The current aftershock I am experiencing feels like I'm hyperventilating, can't breathe, can't predict or imagine the world in all it's rosy colors, just the unknown in Jaimee's situation grips me with fear. In some ways this aftershock hurts more than the event itself because I was so numb for so long. Everything was such a blur and so clear at the same time. All I knew was that I had to keep my head up, I had to keep going, I had to keep it all together. Now that the numbness is wearing off, the pain seems to be surfacing or resurfacing; the unraveling is happening. All may appear rosy but there are those moments. You know those moments when you just simply cannot control the heartache, the fear, the tears, the panic and so much more. And yet, Jaimee is the best part of this entire experience. She is not deterred, but determined. She in not doubtful, but tenacious. She is a shinning light to everyone around her. This experience however, is mine. It is unique to me as Jaimee's recovery is unique to her. These aftershocks are what I have to work out and somehow find the resolve to be as my sweet daughter naturally is, steadfast, joyful and determined to recover.
Today and I am thankful for this experience. Today I see it as an opportunity to be introspective, to dig a little deeper, to define my own character. I look forward to the things I will be learning and hope to continue sharing my personal insights.
Mardee
4 comments:
I know exactly how you are feeling, but maybe on a smaller scale. There are times even now when I think of Nathan's accident, that the tears come so easily and the feelings are still so real and vivid. Glad you are getting help to sort it all out. Just keep swimming :)
Mardee you are awesome! Thank you for sharing such deep and scary feelings. We've had such heartache for you guys and for Heather. Just the other day I was so sad again. We're not exactly experiencing things on the front lines, but definitely feel the pain of not knowing what to do on top of everything else.

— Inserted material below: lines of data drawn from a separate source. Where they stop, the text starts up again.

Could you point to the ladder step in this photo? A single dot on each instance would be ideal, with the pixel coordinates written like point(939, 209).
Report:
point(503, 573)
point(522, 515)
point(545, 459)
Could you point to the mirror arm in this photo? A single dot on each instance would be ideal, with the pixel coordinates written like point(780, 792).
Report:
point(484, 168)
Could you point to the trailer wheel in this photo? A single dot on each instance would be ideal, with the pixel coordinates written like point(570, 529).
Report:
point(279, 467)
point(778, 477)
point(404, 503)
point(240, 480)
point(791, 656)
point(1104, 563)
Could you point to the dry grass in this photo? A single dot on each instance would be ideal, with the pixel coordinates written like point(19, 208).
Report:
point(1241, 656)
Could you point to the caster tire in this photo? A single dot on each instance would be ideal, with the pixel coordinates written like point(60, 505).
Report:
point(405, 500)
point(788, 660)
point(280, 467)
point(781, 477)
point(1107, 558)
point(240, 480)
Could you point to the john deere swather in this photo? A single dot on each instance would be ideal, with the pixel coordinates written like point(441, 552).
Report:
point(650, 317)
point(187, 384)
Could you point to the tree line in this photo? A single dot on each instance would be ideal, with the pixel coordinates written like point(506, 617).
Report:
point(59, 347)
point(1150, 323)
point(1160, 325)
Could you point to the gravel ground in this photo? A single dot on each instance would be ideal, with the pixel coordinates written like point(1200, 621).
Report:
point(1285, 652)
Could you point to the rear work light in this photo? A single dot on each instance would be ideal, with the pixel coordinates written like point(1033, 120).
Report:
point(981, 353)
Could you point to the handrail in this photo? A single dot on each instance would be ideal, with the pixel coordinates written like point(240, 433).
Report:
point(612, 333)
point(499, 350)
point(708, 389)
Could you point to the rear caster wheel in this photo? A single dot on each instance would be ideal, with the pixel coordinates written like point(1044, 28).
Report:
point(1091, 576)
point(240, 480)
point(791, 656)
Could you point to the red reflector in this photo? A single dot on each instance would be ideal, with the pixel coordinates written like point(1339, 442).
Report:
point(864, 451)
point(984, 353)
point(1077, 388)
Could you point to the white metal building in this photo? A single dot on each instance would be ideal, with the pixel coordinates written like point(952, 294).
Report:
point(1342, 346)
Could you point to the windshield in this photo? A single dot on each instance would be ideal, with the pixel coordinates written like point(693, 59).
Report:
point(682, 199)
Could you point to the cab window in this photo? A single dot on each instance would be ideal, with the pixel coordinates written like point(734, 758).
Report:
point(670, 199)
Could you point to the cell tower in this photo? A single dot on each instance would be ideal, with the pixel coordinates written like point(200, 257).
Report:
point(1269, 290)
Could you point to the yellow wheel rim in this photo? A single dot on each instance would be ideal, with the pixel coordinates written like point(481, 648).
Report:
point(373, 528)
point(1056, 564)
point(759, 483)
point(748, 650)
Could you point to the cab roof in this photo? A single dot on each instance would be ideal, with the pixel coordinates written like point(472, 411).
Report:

I talked with Jeff the other day and I just want you to know, again, how much we love you! I am so grateful for family - and brave family. LOVE YOU!!!! Tee
You are a wise woman Mardee and a good writer I might add! I still pray for your family, knowing that there are so many changes to be adjusted to, which are all made more complicated by the emotional traumas involved. You are smart to seek some help to steady yourself.
Helping yourself, will help everyone else too, how cool is that!
Jaimee's recent explosion of learning is a like a light at the end of a scary dark tunnel, where you could not see where to step. That light will grow brighter and your pathway will become clear, I feel it! It won't be long before your problems will be you wish you could rope her in a bit. xoxOOOO
All I can say is that your strength and determination to not only help your daughter through this crisis, but to spend the time to fight for J.D. as will is just amazing. Your strength has been an example to our family and we are amazed. Thank you for sharing your feelings!